Entropy property of reaching maximum value with equiprobable outcomes says that the terms are used, among texts, with a relative constant frequency. This is an indicator supported by intertextual frequency on a text collection. Therefore, it would not be possible to apply the method on isolated texts or heterogeneous texts collections. We have seen, that the H method had very good performance, but the computation of the entropy for each term of the collection has a very high computational cost.
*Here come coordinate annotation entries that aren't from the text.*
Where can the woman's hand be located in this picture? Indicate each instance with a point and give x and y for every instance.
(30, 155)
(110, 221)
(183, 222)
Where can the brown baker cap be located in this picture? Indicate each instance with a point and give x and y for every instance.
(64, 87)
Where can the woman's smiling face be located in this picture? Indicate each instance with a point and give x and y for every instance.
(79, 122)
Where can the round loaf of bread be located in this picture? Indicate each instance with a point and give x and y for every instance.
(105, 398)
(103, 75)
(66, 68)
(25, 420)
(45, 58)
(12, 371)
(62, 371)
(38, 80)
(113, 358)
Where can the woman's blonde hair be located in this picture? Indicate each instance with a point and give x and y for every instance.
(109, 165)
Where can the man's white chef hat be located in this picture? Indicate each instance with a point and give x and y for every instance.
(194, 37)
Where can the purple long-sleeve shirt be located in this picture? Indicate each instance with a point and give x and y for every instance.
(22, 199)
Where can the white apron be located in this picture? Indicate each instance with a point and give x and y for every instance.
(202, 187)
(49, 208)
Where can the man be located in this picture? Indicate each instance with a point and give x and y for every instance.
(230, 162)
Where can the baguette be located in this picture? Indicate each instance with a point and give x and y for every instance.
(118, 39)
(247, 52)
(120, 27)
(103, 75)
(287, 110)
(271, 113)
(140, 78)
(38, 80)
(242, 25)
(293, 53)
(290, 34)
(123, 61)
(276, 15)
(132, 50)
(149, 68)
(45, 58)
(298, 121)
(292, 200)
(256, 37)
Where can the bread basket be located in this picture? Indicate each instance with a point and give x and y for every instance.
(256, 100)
Conjecture, formuled in , established that terms with balanced use through the texts collection is a characteristic related with the Zipf's Law : minimum effort to write a text entails a moderate use on some words, which is revealed by entropy. When dealing with many texts, it may be interpreted as preserving the regularity of occurrence of such words, as if they were relevant because of their role in the texts as pivots. In fact, from the experiments carried out in this work, it was shown that TP enrichment performed in similar manner as the entropy method. Besides, in the experiment which joins entropy and TP, the most of the terms selected by entropy were also selected by TP (87.21%). Furthermore, just the 0.78% of the H-terms do not belong to the set provided by TP'. This fact is confirmed by comparing the TP' precision-recall curve with the H curve (Fig. 1). However, there is a high amount of TP'-terms (6,711) that do not belong to neither, the TP-term nor the H-term set, which introduce an unstable behaviour: good terms and noisy terms spreads relevant and non relevant texts throughout the totally retrieved result.
Up to now, we have tested the methods proposed in only one collection, but further investigations should consider other datasets in order to see if the given conclusions carry out in those as well.
A clear advantage of the methods presented in this paper are their unsupervised nature and language independence which makes them suitable for their use in a wide variety of NLP tasks.